THE MOTTO IS "IN KEK WE TRUST"
Soontir Fel and Marek Stele come to mind. Also, some of those great Rebel pilots defected from the Empire: Tycho Celchu, Biggs Darklighter, Derek Klivian, to name a few.
It also meant a higher learning curve. You're more susceptible to mistakes, with shields catching a few stray shots. TIE pilots didn't have that luxury. No shields meant that everything had to be perfect. No need to learn from your mistakes, if you didn't make any.
Well, we focus on them less. There's no 'TIE fighter' book series like there is an X-wing one, after all.
The ones I know of note are Vader (of course), Soontir Fel and Maarek Stele (Of the TIE Fighter games, force sensitive) as Kalen mentioned, and Gunn Yage from Legacy.
Mind you, the learning curve wasn't *that* different- in the movies, one burst would regularly kill a shielded ship and TIEs were giving almost as good as they got at Endor. Shields mostly helped against glancing hits.

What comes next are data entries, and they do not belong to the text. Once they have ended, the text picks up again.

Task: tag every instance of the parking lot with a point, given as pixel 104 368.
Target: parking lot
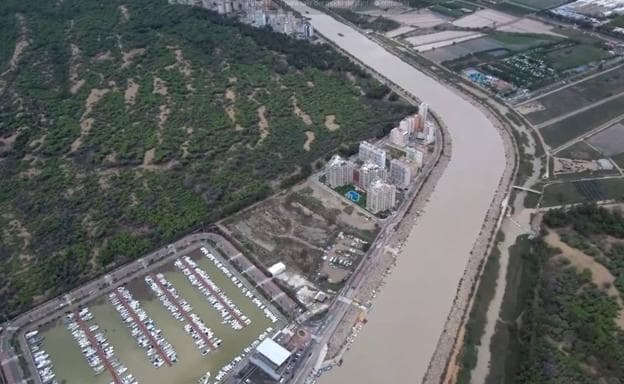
pixel 189 317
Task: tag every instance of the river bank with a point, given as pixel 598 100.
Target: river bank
pixel 410 313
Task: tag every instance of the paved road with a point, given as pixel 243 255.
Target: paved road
pixel 409 315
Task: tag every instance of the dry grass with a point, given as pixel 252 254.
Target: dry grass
pixel 330 123
pixel 601 276
pixel 263 122
pixel 131 92
pixel 309 140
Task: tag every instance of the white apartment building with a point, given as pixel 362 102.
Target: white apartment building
pixel 369 172
pixel 399 137
pixel 380 197
pixel 339 172
pixel 400 173
pixel 371 153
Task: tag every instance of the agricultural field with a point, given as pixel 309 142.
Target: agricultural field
pixel 299 227
pixel 582 191
pixel 128 123
pixel 567 289
pixel 578 124
pixel 189 362
pixel 493 46
pixel 610 141
pixel 577 96
pixel 540 4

Um ima go old school on your asses and say Rhys Dallows, Nym, Vana Sage from the Star Wars: Starfighters game. those three fought through highly impossible odds imo.
"The Daemon lied with every breath. It could not help itself but to deceive and dismay, to riddle and ruin. The more we conversed, the closer I drew to one singularly ineluctable fact: I would gain no wisdom here."